West Lothian College: Making an impact through streamlined digital processes

About the college

West Lothian College is a further and higher education institution in Scotland offering a wide range of courses to over 9,000 students. Its vision is to develop a highly skilled, enterprising, and resilient workforce.

The college is a medium-sized college in Scotland and attracts nearly 75% of its students from the local area in subjects ranging from early years to health and social care, business to art, cyber studies, construction, automotive, and engineering. The college delivers a large volume of work-based vocational qualifications.


Digitising the student journey

The college has strong values in embracing equality, diversity, and inclusion. It strives to put their students at the heart of everything it does and is committed to continuous improvement. It is these core college values that drive the work that is carried out by the MIS team, led by Information Systems Manager, Tom Thomson. When Tom arrived at the college in 2018, there were over 8,000 paper enrolments on an annual basis. It has been his objective since then to find ways for the majority of college processes and interactions with students to be made electronic. He says; “When I started at the college, MIS tasks were either keyed manually from forms or uploaded through Excel spreadsheets. Slowly but surely, our team has been working to improve and, where possible, digitise our processes. This involves prioritising what our biggest challenges and pain points are and seeing what can be done quickly and cost effectively to remedy them, always taking into account what is technically and financially viable.”

The team started small with their changes, looking at things that would bring the most impact to their day to day. One change the team made after a suggestion by Head of Customer Success at UNIT-e, Francis McLaughlan, which “had quite a significant impact at no real cost” was improved business intelligence and management reporting. This involved connecting Power BI to UNIT-e allowing the college to see accurate real-time visualisations of their data.

In January 2019, the team set about improving the enrolment process for students using UNIT-e’s Online Services module. After testing, the two-part enrolment system went live that summer and 35% of enrolments for all students were successfully completed online. At the time part-time courses were still paper-based. Their next task was to move to digitising these courses. Luckily, they did this ahead of the Covid pandemic - as Tom describes “our 2020-21 applications process was not that much affected as prospective students could apply and enrol online”. In fact, the team was very busy during the first few months of the pandemic, investing in more consultancy with UNIT-e to improve their Staff Advantage module.


The impact of digital admissions

The impact of using digital to support many of the college’s processes can be felt positively across both the staff and student bodies. Previously, there were lots smaller tasks like resetting students’ passwords to the applications tool, which were a burden on administrative staff. Now, things like this can be quickly and easily resolved by using improved digital processes. Tom says, “As a medium-sized college with fewer staff than larger institutions, we are always looking at how to do things differently and better for our students and staff.”

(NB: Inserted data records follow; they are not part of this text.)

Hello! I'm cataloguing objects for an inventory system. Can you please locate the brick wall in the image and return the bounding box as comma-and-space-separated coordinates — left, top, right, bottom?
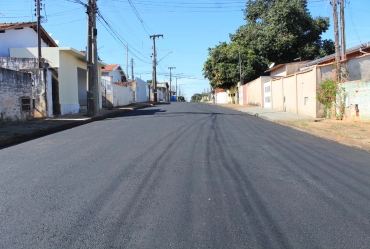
0, 68, 33, 122
340, 80, 370, 121
0, 57, 52, 118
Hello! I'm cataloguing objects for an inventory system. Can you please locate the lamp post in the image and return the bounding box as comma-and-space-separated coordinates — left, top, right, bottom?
177, 84, 185, 99
157, 51, 176, 66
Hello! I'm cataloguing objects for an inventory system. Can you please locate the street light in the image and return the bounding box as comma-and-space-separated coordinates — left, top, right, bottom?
176, 73, 183, 102
176, 84, 185, 102
157, 51, 176, 65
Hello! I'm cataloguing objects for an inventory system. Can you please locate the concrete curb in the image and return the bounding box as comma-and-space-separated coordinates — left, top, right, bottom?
0, 103, 154, 149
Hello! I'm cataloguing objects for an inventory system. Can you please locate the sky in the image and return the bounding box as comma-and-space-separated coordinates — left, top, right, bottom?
0, 0, 370, 101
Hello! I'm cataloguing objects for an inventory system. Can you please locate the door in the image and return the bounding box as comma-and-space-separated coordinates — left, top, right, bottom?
263, 80, 271, 108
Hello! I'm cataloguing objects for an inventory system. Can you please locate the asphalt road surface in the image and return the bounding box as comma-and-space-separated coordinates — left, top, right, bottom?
0, 103, 370, 248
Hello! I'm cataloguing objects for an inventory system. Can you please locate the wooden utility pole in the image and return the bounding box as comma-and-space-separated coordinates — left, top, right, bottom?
149, 35, 163, 102
36, 0, 42, 68
86, 0, 94, 117
168, 67, 176, 102
340, 0, 346, 60
92, 0, 100, 116
331, 0, 340, 82
126, 43, 129, 80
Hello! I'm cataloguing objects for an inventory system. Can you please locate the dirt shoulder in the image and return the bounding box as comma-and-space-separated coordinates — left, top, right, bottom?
215, 104, 370, 152
278, 119, 370, 151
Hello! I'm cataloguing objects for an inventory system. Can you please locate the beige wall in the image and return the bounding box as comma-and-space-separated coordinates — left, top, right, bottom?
296, 69, 318, 118
347, 55, 370, 81
58, 51, 86, 115
283, 74, 297, 113
271, 78, 284, 111
247, 76, 271, 107
9, 47, 59, 68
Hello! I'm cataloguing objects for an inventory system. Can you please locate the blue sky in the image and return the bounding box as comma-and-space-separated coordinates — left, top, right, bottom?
0, 0, 370, 99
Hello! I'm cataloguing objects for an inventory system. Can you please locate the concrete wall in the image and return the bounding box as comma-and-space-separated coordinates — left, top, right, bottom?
135, 78, 148, 102
318, 55, 370, 82
109, 70, 122, 82
283, 75, 298, 113
347, 55, 370, 81
112, 83, 133, 107
0, 67, 33, 123
215, 92, 229, 104
247, 76, 271, 107
340, 80, 370, 121
271, 78, 284, 111
0, 57, 53, 117
100, 76, 113, 108
271, 68, 322, 118
58, 51, 86, 115
296, 69, 320, 118
241, 84, 248, 105
9, 45, 59, 68
0, 27, 47, 57
238, 86, 244, 105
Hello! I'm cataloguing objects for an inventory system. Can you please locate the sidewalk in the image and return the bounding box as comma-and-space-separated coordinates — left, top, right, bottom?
214, 104, 370, 151
0, 102, 153, 148
217, 104, 316, 122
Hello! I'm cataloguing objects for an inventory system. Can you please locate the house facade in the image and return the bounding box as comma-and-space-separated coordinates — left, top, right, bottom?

Tom and his team worked closely with the UNIT-e Professional Services team to develop a two-part process combining student application and enrolment. The process involves asking students for more data upfront at the time when they apply for a course and has dramatically increased conversion rates. Tom explains that “students go through the process in one pass. While we had some initial hurdles, for example, making sure we were being GDPR compliant, and some constructive feedback that the form takes longer to complete, all in all, the process has made such a difference.” Since December 2022, the team have been refining the process by adding things like a ‘Save Progress’ button and improving the user experience and mobile interactions.

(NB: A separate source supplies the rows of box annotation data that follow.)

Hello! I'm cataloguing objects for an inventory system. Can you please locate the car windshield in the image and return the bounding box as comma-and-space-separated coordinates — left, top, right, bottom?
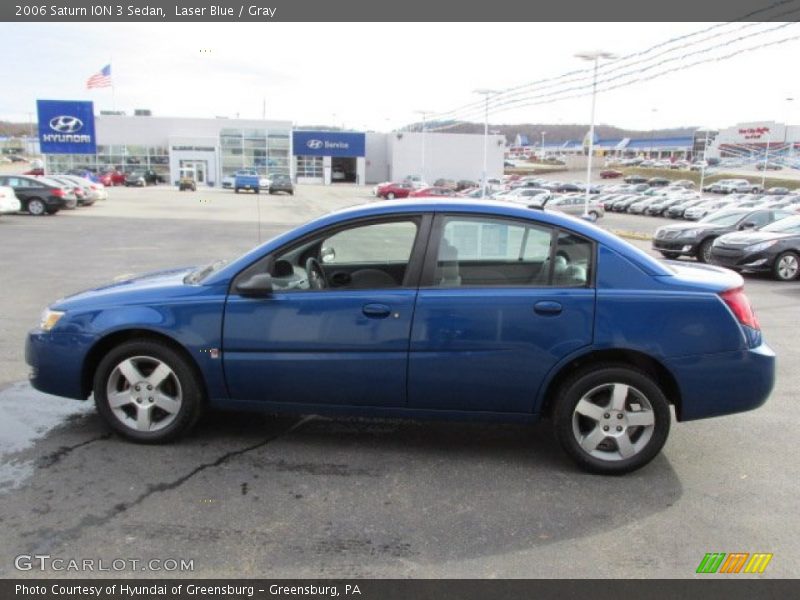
700, 211, 742, 227
761, 215, 800, 233
183, 260, 228, 284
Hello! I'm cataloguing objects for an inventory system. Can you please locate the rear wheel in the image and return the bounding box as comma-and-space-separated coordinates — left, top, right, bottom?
94, 341, 203, 443
772, 252, 800, 281
553, 364, 671, 475
697, 238, 714, 262
28, 198, 47, 217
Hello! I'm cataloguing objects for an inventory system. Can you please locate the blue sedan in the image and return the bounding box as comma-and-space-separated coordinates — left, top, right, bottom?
26, 200, 775, 473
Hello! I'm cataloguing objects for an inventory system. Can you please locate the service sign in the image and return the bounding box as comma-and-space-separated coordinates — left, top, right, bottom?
292, 131, 366, 157
36, 100, 97, 154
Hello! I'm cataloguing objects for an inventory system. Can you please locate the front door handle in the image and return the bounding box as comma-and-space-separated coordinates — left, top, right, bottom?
533, 300, 563, 315
361, 303, 392, 319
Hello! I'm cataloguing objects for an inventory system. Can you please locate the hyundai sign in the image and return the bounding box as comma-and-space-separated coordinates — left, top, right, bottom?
36, 100, 97, 154
292, 131, 365, 157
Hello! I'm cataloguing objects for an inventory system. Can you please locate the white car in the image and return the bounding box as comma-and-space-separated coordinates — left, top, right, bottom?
0, 185, 22, 214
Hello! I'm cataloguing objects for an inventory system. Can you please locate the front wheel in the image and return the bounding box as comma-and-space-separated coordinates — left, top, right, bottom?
553, 364, 671, 475
94, 341, 203, 443
772, 252, 800, 281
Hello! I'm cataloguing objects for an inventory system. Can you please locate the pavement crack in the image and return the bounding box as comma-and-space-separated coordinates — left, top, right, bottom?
36, 433, 111, 469
25, 416, 315, 551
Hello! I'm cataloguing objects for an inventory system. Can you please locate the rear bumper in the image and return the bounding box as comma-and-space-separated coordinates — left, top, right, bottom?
666, 344, 775, 421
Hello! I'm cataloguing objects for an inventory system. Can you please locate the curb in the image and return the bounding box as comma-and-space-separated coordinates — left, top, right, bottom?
610, 229, 653, 241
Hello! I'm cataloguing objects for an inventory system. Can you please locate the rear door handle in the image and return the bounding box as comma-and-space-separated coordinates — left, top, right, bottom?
533, 300, 563, 315
361, 303, 392, 319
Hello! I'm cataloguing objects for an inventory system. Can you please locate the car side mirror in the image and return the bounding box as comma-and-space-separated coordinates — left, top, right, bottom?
236, 273, 272, 297
320, 248, 336, 263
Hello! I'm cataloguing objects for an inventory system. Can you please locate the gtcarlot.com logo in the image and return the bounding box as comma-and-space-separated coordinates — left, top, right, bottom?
695, 552, 772, 574
50, 115, 83, 133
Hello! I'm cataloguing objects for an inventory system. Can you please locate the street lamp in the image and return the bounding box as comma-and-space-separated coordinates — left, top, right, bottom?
474, 88, 499, 198
414, 110, 433, 183
542, 131, 547, 162
575, 50, 615, 217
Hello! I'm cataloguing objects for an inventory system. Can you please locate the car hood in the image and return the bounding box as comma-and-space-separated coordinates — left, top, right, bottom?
51, 267, 197, 310
717, 231, 796, 248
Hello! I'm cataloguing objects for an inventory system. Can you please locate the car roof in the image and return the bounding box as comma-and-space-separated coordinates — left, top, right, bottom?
203, 196, 673, 285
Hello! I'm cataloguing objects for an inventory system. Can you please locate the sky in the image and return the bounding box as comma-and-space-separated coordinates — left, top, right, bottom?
0, 23, 800, 131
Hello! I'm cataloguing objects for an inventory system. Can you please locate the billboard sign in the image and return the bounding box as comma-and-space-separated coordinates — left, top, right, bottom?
36, 100, 97, 154
292, 131, 366, 157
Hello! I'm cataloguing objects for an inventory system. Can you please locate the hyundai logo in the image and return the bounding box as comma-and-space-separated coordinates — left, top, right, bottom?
50, 115, 83, 133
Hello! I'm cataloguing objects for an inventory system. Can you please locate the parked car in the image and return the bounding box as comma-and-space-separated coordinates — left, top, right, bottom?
541, 194, 606, 221
269, 173, 294, 196
25, 200, 775, 474
233, 169, 261, 194
711, 214, 800, 281
0, 175, 72, 216
408, 186, 456, 198
375, 181, 416, 200
0, 185, 22, 215
652, 208, 792, 262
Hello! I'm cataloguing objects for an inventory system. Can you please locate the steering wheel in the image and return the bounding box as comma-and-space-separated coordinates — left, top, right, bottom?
306, 256, 328, 290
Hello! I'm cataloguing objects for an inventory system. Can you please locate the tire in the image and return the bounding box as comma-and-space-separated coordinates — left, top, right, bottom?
26, 198, 47, 217
772, 251, 800, 281
553, 364, 671, 475
697, 238, 714, 263
93, 340, 205, 444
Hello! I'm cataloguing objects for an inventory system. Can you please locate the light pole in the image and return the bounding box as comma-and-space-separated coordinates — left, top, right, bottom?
414, 110, 431, 183
474, 88, 498, 198
542, 131, 547, 162
575, 50, 614, 217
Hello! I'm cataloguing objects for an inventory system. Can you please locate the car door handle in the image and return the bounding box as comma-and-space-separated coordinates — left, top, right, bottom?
361, 304, 392, 319
533, 300, 563, 315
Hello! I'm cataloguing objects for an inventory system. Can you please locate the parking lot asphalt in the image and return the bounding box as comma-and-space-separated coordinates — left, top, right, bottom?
0, 186, 800, 577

The process has allowed the college to see where students drop off the application journey, which supports the marketing team with their engagement and keep warm activities. Tom says, “It also underpins our work with local feeder schools as we can see who is applying and coordinate with the school on supporting their application.” The added benefit is that staff now have a longer period for assisting those applying and enrolling to college. Nowadays, the college accepts applications between January and August and up to 70% of enrolments come through online. According to Tom, this helps to “spread the workload and offers a more positive application experience” for the student as they only need to complete the process once.


Working with UNIT-e

The college regularly works closely with the Professional Services team and they are currently working on two projects together. The first is to look at how to better manage the enquiries, enrolments, and payments for SVQ work-based qualifications to take the percentage of digital validated enrolments up to over 90%. The second is a project with UNIT-e Consultant, Alex Richards, to help inform and develop workflows in key areas such as replacing the use of Microsoft Forms for withdrawal requests, simplifying student transfers, and streamlining how student offers are managed. Tom says, “We have a never-ending list of tasks to make things better for students and staff and are always keen to explore the next step towards digital transformation.”

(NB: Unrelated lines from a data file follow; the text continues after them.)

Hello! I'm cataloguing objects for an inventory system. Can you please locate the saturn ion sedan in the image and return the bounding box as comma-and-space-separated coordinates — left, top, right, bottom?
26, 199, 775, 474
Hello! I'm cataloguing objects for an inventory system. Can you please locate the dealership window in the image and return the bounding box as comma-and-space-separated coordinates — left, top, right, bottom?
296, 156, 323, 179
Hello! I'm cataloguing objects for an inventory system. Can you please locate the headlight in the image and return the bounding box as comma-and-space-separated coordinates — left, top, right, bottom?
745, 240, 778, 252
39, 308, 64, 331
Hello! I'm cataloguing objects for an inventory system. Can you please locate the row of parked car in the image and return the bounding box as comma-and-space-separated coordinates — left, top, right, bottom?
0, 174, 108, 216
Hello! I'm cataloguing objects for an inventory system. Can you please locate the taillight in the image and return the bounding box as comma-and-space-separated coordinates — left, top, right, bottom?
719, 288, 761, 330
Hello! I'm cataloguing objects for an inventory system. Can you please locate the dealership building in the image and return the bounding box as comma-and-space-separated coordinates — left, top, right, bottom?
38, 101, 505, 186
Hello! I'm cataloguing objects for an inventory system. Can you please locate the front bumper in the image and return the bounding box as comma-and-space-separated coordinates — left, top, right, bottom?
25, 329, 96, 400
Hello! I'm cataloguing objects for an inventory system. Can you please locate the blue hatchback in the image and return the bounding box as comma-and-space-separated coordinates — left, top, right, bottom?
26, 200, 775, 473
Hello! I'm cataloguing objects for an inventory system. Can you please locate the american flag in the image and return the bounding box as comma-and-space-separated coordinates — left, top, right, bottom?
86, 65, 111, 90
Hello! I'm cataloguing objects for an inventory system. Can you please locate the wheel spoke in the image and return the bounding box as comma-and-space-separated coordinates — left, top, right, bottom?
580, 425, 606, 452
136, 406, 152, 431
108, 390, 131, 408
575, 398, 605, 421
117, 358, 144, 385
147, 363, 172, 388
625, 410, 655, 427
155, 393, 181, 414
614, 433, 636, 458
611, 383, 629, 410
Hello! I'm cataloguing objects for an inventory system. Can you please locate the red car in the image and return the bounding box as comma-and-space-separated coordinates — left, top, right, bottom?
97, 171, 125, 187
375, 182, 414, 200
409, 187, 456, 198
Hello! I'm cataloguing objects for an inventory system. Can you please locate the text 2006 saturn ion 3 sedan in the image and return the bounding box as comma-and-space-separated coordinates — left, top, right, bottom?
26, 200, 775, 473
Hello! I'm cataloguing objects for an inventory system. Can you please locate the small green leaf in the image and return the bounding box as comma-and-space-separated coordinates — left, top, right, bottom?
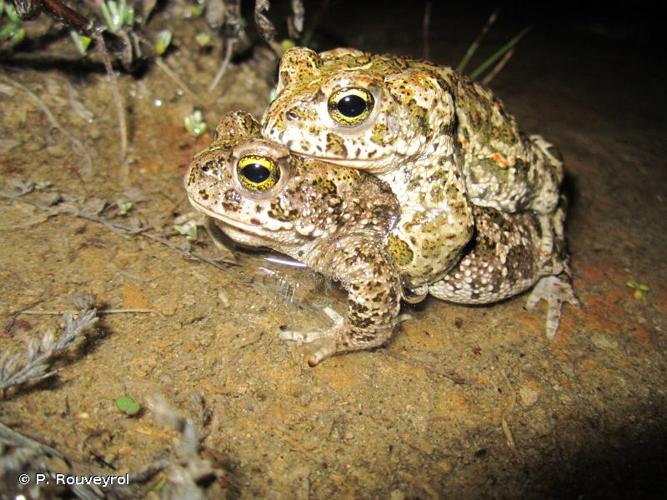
155, 30, 173, 56
69, 30, 91, 56
174, 221, 197, 241
116, 200, 133, 215
625, 279, 651, 300
280, 38, 296, 52
183, 109, 207, 137
153, 477, 167, 493
116, 396, 141, 416
195, 31, 211, 48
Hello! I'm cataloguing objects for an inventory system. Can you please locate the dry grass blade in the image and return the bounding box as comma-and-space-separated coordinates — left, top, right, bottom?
95, 32, 128, 163
0, 309, 98, 391
148, 396, 220, 500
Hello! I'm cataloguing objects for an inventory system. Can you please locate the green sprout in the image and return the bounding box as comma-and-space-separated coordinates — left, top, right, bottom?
116, 396, 141, 417
625, 279, 651, 300
183, 109, 208, 137
174, 221, 197, 241
0, 1, 25, 45
154, 30, 173, 56
195, 31, 211, 49
116, 200, 133, 216
69, 30, 92, 56
100, 0, 134, 33
185, 2, 206, 19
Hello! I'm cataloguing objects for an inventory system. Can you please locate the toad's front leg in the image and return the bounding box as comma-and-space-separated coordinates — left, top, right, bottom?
280, 236, 401, 366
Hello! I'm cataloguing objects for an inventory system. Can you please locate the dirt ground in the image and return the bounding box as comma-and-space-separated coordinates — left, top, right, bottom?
0, 1, 667, 500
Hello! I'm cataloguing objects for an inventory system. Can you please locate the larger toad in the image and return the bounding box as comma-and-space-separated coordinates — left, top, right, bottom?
185, 112, 574, 365
262, 48, 563, 288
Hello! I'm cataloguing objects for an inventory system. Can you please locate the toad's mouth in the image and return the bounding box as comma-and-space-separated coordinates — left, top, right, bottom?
188, 197, 284, 235
295, 151, 389, 172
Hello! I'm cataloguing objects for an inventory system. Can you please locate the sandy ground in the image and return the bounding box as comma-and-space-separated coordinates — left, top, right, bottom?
0, 1, 667, 499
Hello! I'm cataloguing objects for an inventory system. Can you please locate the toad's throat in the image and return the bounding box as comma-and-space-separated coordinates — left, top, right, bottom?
188, 197, 291, 235
298, 152, 389, 172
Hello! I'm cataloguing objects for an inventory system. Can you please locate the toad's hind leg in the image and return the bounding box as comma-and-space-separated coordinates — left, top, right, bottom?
279, 307, 400, 366
280, 234, 401, 366
278, 306, 345, 344
526, 273, 579, 339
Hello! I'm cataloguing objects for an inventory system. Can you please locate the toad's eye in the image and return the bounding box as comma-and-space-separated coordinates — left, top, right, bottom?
329, 87, 375, 127
236, 155, 280, 192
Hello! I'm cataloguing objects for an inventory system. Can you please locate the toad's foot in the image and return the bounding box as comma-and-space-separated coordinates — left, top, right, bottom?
526, 275, 579, 339
278, 306, 345, 344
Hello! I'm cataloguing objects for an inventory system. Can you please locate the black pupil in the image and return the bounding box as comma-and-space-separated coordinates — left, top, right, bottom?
337, 94, 366, 118
241, 163, 271, 184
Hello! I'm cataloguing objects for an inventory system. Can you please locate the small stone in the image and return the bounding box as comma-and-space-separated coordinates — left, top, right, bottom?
519, 385, 540, 408
591, 332, 618, 350
46, 144, 67, 158
389, 490, 405, 500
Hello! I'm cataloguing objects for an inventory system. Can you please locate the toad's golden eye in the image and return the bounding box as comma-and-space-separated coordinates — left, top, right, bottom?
236, 155, 280, 192
329, 87, 375, 127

With regards to working alongside UNIT-e to deliver on these tailored projects, Tom is confident that the team has the required skills and best practice to support the college in this transformation. He says, “UNIT-e have worked in the sector for years, they know it well and they work hard to help solve our challenges. Working with the Professional Services team is like working with colleagues rather than suppliers – the team understand our college and where we are trying to get to, and they have the technical skills to deliver. There is a real culture and camaraderie working with them.”